After spending three years filming a documentary about cattle ranchers in the high cold sagebrush desert, I moved with my filmmaking partner and best friend, Gwen to San Francisco because we needed access to editing equipment. Now, everything is electronic and you can edit an entire film on a laptop. Then, you needed a lot of expensive gear: a gigantic flatbed editing machine, a splicer, big bins with hooks on which to hang the strands of outtakes and lots of shelves to hold your rolls of film. I still miss the physicality of working that way.

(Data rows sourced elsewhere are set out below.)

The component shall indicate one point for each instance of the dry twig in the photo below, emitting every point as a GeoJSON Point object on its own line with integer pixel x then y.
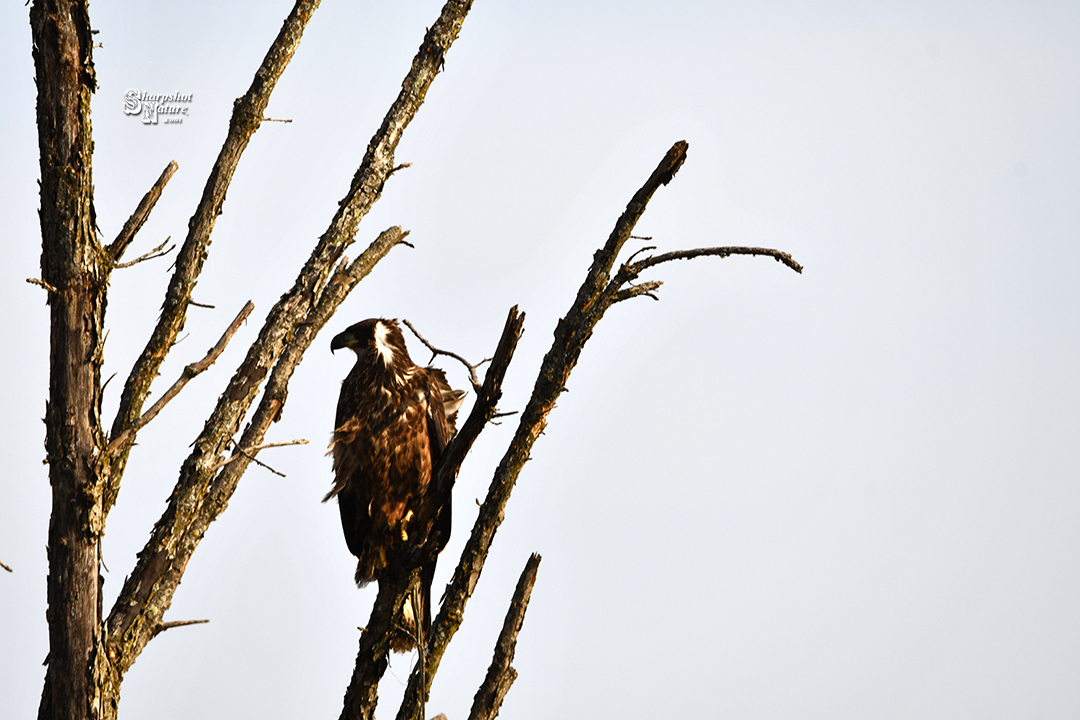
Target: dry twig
{"type": "Point", "coordinates": [189, 372]}
{"type": "Point", "coordinates": [118, 246]}
{"type": "Point", "coordinates": [436, 352]}
{"type": "Point", "coordinates": [156, 253]}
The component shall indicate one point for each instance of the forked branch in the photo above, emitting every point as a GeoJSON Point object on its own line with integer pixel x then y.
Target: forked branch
{"type": "Point", "coordinates": [189, 372]}
{"type": "Point", "coordinates": [246, 117]}
{"type": "Point", "coordinates": [133, 225]}
{"type": "Point", "coordinates": [594, 297]}
{"type": "Point", "coordinates": [473, 380]}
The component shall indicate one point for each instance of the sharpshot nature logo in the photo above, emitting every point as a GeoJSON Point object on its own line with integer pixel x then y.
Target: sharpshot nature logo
{"type": "Point", "coordinates": [171, 109]}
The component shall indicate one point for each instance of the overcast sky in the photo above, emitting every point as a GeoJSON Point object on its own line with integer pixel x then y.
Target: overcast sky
{"type": "Point", "coordinates": [850, 493]}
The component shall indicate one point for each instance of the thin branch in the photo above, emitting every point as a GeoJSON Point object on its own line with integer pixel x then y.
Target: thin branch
{"type": "Point", "coordinates": [156, 253]}
{"type": "Point", "coordinates": [189, 372]}
{"type": "Point", "coordinates": [161, 627]}
{"type": "Point", "coordinates": [41, 283]}
{"type": "Point", "coordinates": [646, 288]}
{"type": "Point", "coordinates": [435, 352]}
{"type": "Point", "coordinates": [251, 452]}
{"type": "Point", "coordinates": [201, 493]}
{"type": "Point", "coordinates": [133, 225]}
{"type": "Point", "coordinates": [246, 117]}
{"type": "Point", "coordinates": [500, 675]}
{"type": "Point", "coordinates": [718, 252]}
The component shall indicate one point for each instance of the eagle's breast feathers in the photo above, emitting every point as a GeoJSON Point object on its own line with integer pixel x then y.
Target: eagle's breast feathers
{"type": "Point", "coordinates": [393, 421]}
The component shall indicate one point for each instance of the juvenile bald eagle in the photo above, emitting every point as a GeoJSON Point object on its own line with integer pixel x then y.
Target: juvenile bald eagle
{"type": "Point", "coordinates": [393, 421]}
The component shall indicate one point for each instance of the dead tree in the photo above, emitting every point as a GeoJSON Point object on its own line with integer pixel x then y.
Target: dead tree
{"type": "Point", "coordinates": [91, 649]}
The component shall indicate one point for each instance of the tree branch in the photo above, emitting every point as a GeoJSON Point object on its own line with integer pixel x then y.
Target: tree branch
{"type": "Point", "coordinates": [156, 253]}
{"type": "Point", "coordinates": [500, 675]}
{"type": "Point", "coordinates": [570, 336]}
{"type": "Point", "coordinates": [435, 352]}
{"type": "Point", "coordinates": [246, 117]}
{"type": "Point", "coordinates": [161, 627]}
{"type": "Point", "coordinates": [133, 225]}
{"type": "Point", "coordinates": [189, 372]}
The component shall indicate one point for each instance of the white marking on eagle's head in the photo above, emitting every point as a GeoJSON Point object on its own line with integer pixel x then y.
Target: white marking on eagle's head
{"type": "Point", "coordinates": [381, 347]}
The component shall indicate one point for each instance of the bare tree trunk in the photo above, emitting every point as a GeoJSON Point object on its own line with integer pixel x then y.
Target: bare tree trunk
{"type": "Point", "coordinates": [75, 270]}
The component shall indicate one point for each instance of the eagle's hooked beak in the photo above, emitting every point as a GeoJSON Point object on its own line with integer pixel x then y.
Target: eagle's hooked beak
{"type": "Point", "coordinates": [342, 340]}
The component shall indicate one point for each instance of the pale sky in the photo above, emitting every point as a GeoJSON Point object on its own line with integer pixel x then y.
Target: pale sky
{"type": "Point", "coordinates": [848, 494]}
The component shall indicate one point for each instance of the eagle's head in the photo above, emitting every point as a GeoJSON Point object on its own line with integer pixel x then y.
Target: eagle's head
{"type": "Point", "coordinates": [376, 339]}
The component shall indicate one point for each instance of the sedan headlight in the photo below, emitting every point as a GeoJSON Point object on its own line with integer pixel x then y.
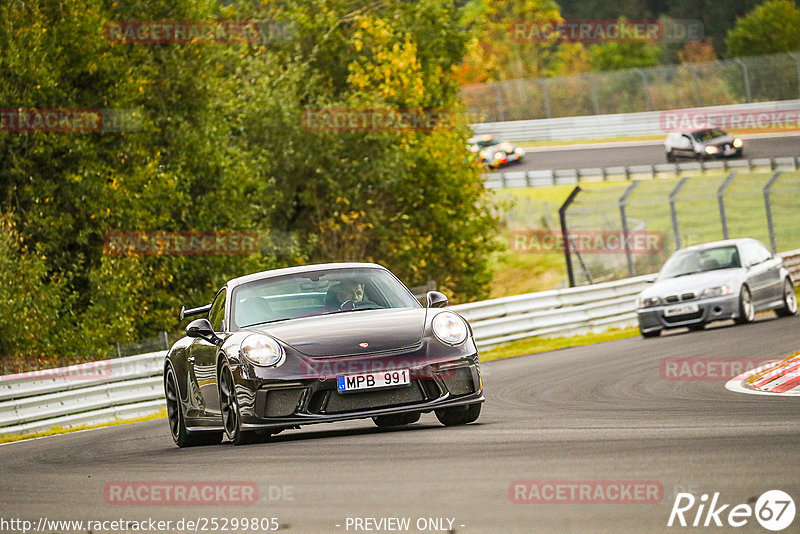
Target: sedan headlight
{"type": "Point", "coordinates": [450, 328]}
{"type": "Point", "coordinates": [262, 350]}
{"type": "Point", "coordinates": [716, 291]}
{"type": "Point", "coordinates": [649, 302]}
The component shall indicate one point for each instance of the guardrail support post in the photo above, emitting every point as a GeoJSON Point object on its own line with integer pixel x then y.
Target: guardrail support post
{"type": "Point", "coordinates": [562, 215]}
{"type": "Point", "coordinates": [768, 205]}
{"type": "Point", "coordinates": [645, 88]}
{"type": "Point", "coordinates": [546, 98]}
{"type": "Point", "coordinates": [622, 201]}
{"type": "Point", "coordinates": [721, 202]}
{"type": "Point", "coordinates": [501, 115]}
{"type": "Point", "coordinates": [746, 78]}
{"type": "Point", "coordinates": [796, 66]}
{"type": "Point", "coordinates": [673, 197]}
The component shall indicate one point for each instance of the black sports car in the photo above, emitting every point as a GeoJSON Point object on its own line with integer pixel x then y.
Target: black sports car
{"type": "Point", "coordinates": [318, 344]}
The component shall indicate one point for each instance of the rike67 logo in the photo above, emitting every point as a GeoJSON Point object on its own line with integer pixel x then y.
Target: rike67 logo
{"type": "Point", "coordinates": [774, 510]}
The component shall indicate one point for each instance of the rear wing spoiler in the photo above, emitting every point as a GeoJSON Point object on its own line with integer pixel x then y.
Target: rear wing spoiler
{"type": "Point", "coordinates": [193, 311]}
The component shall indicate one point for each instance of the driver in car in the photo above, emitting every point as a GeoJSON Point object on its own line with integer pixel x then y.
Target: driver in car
{"type": "Point", "coordinates": [349, 291]}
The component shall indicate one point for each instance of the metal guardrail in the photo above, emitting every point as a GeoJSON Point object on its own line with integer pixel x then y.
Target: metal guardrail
{"type": "Point", "coordinates": [791, 260]}
{"type": "Point", "coordinates": [543, 178]}
{"type": "Point", "coordinates": [132, 386]}
{"type": "Point", "coordinates": [572, 311]}
{"type": "Point", "coordinates": [92, 393]}
{"type": "Point", "coordinates": [615, 125]}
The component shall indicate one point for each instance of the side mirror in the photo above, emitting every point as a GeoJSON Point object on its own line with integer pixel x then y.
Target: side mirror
{"type": "Point", "coordinates": [201, 328]}
{"type": "Point", "coordinates": [436, 299]}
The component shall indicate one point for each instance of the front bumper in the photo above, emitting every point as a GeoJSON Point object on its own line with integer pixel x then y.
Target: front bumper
{"type": "Point", "coordinates": [301, 400]}
{"type": "Point", "coordinates": [711, 309]}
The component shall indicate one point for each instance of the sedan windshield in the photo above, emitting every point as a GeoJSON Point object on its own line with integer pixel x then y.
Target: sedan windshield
{"type": "Point", "coordinates": [687, 262]}
{"type": "Point", "coordinates": [317, 293]}
{"type": "Point", "coordinates": [707, 135]}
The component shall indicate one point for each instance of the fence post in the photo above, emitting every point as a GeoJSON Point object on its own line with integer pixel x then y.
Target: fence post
{"type": "Point", "coordinates": [646, 88]}
{"type": "Point", "coordinates": [562, 215]}
{"type": "Point", "coordinates": [746, 78]}
{"type": "Point", "coordinates": [770, 227]}
{"type": "Point", "coordinates": [595, 98]}
{"type": "Point", "coordinates": [721, 202]}
{"type": "Point", "coordinates": [546, 98]}
{"type": "Point", "coordinates": [673, 197]}
{"type": "Point", "coordinates": [622, 201]}
{"type": "Point", "coordinates": [797, 67]}
{"type": "Point", "coordinates": [501, 114]}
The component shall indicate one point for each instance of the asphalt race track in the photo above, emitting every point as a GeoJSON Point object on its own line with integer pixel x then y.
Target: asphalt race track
{"type": "Point", "coordinates": [639, 153]}
{"type": "Point", "coordinates": [595, 413]}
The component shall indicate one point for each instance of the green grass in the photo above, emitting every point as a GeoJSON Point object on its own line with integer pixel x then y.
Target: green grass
{"type": "Point", "coordinates": [62, 430]}
{"type": "Point", "coordinates": [596, 208]}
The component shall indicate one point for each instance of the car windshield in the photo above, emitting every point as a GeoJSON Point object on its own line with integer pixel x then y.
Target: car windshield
{"type": "Point", "coordinates": [707, 135]}
{"type": "Point", "coordinates": [687, 262]}
{"type": "Point", "coordinates": [317, 293]}
{"type": "Point", "coordinates": [488, 143]}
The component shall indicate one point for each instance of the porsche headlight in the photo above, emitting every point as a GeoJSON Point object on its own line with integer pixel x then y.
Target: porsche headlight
{"type": "Point", "coordinates": [262, 350]}
{"type": "Point", "coordinates": [649, 302]}
{"type": "Point", "coordinates": [450, 328]}
{"type": "Point", "coordinates": [716, 291]}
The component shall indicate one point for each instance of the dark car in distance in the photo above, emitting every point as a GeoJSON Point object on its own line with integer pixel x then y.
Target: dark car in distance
{"type": "Point", "coordinates": [702, 144]}
{"type": "Point", "coordinates": [317, 344]}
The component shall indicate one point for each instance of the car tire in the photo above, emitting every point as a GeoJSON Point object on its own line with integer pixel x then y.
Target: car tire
{"type": "Point", "coordinates": [180, 435]}
{"type": "Point", "coordinates": [396, 419]}
{"type": "Point", "coordinates": [789, 307]}
{"type": "Point", "coordinates": [458, 415]}
{"type": "Point", "coordinates": [746, 309]}
{"type": "Point", "coordinates": [229, 408]}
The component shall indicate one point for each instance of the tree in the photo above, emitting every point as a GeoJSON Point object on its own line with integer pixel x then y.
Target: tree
{"type": "Point", "coordinates": [770, 28]}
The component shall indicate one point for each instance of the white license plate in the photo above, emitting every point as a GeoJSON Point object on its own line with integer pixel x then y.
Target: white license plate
{"type": "Point", "coordinates": [684, 309]}
{"type": "Point", "coordinates": [382, 379]}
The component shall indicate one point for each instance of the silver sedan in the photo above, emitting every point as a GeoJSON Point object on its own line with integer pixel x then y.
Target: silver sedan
{"type": "Point", "coordinates": [732, 279]}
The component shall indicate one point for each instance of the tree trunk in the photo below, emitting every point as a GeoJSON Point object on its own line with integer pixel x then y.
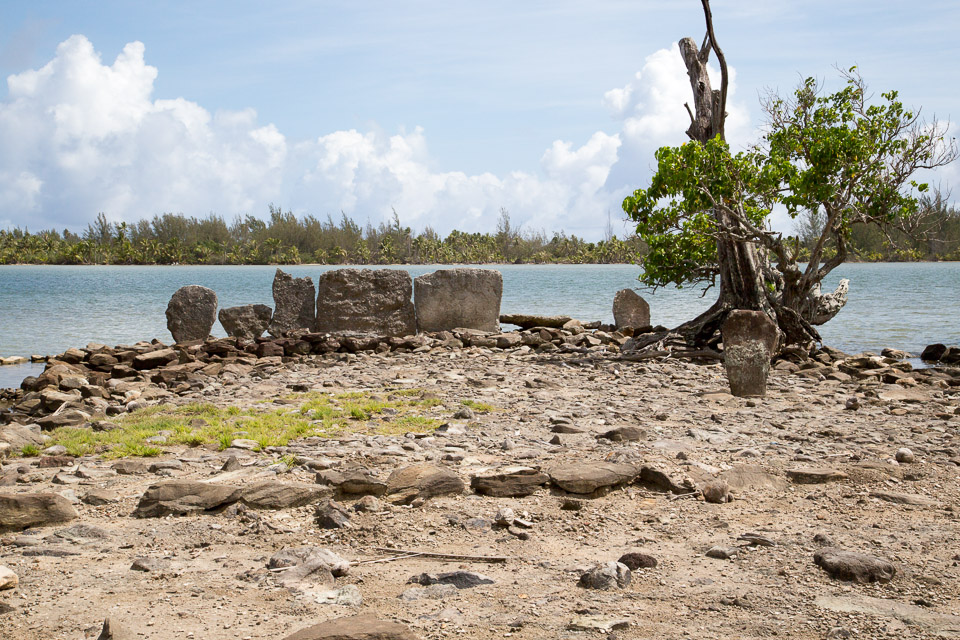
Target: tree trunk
{"type": "Point", "coordinates": [741, 277]}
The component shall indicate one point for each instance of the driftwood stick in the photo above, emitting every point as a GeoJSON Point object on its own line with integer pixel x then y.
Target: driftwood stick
{"type": "Point", "coordinates": [444, 556]}
{"type": "Point", "coordinates": [390, 559]}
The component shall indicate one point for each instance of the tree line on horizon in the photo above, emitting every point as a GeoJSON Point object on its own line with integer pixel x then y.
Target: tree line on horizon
{"type": "Point", "coordinates": [286, 239]}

When Gwen and I decided to leave the ranch for a place with reliable electricity and access to editing gear, we looked in Reno, which was only 200 miles from the ranches where we’d been working as ranch hands while we filmed. But the one guy who had that kind of thing was not willing to rent it to us. We could have gone to New York, another hot spot of independent filmmaking, but San Francisco was far closer, you
could still drive back to the ranch in a day to see your horses.
Gwen was the camerawoman; I was the sound recordist. My background was not in filmmaking and the ways in which I didn’t know what I was doing were infinite. Why didn’t I order some books from the library about how to record sound for film? It wouldn’t have been that hard, the local librarian was one of the few people in that ranching community who adored Gwen and me, because we had borrowed so many books, we’d pushed the library into a new category for usage! But I was too arrogant to believe all the technical things I heard about. I recorded sound “my way,” with a cheap, light weight recorder. In the edit room, we discovered that it would only run in sync with the picture for a couple seconds. The sense of realism we thought we were capturing didn’t exist. Wind? I didn’t learn to care about that till we got deep into the edit and discovered the wind drowned out the sound I thought I was recording!
I was in a film sound facility, transferring what I had recorded to “magnetic film,” so that we could play it with the picture on the edit machine. The mess I’d made was so epic, the owner of the company told me, “You need an editor.”
Gwen and I had only been in town for a week, I didn’t know any editors, didn’t even know what one did.
“Do you know any?”
He gave me three names. The only one who called me back, Kenji Yamamoto, told me he was Jewish, then laughed heartily. I didn’t know what kind of name Yamamoto was, but I was pretty sure it wasn’t Jewish.
That night, as I was falling asleep, I thought about that laugh and wondered, “Who is this Kenji Yamamoto?”
The answer to that question changed my life.